[PATCH -mm 1/6] mm: get unmapped area from VMA tree
From: Rik van Riel
Date: Mon Jun 18 2012 - 10:53:03 EST
From: Rik van Riel <riel@xxxxxxxxxxx>
Change the generic implementations of arch_get_unmapped_area(_topdown)
to use the free space info in the VMA rbtree. This makes it possible
to find free address space in O(log(N)) complexity.
For bottom-up allocations, we pick the lowest hole that is large
enough for our allocation. For topdown allocations, we pick the
highest hole of sufficient size.
For topdown allocations, we need to keep track of the highest
mapped VMA address, because it might be below mm->mmap_base,
and we only keep track of free space to the left of each VMA
in the VMA tree. It is tempting to try and keep track of
the free space to the right of each VMA when running in
topdown mode, but that gets us into trouble when running on
x86, where a process can switch direction in the middle of
execve.
We have to leave the mm->free_area_cache and mm->largest_hole_size
in place for now, because the architecture specific versions still
use those.
Signed-off-by: Rik van Riel <riel@xxxxxxxxxx>
---
include/linux/mm_types.h | 1 +
mm/mmap.c | 270 +++++++++++++++++++++++++++++++---------------
2 files changed, 184 insertions(+), 87 deletions(-)

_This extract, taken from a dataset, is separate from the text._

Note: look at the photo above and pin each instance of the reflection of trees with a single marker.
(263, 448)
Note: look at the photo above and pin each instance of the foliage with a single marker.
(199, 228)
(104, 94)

diff --git a/include/linux/mm_types.h b/include/linux/mm_types.h
index bf56d66..8ccb4e1 100644
--- a/include/linux/mm_types.h
+++ b/include/linux/mm_types.h
@@ -307,6 +307,7 @@ struct mm_struct {
unsigned long task_size; /* size of task vm space */
unsigned long cached_hole_size; /* if non-zero, the largest hole below free_area_cache */
unsigned long free_area_cache; /* first hole of size cached_hole_size or larger */
+ unsigned long highest_vma; /* highest vma end address */
pgd_t * pgd;
atomic_t mm_users; /* How many users with user space? */
atomic_t mm_count; /* How many references to "struct mm_struct" (users count as 1) */
diff --git a/mm/mmap.c b/mm/mmap.c
index 1963ef9..40c848e 100644
--- a/mm/mmap.c
+++ b/mm/mmap.c
@@ -4,6 +4,7 @@
* Written by obz.
*
* Address space accounting code <alan@xxxxxxxxxxxxxxxxxxx>
+ * Rbtree get_unmapped_area Copyright (C) 2012 Rik van Riel
*/
#include <linux/slab.h>
@@ -250,6 +251,17 @@ static void adjust_free_gap(struct vm_area_struct *vma)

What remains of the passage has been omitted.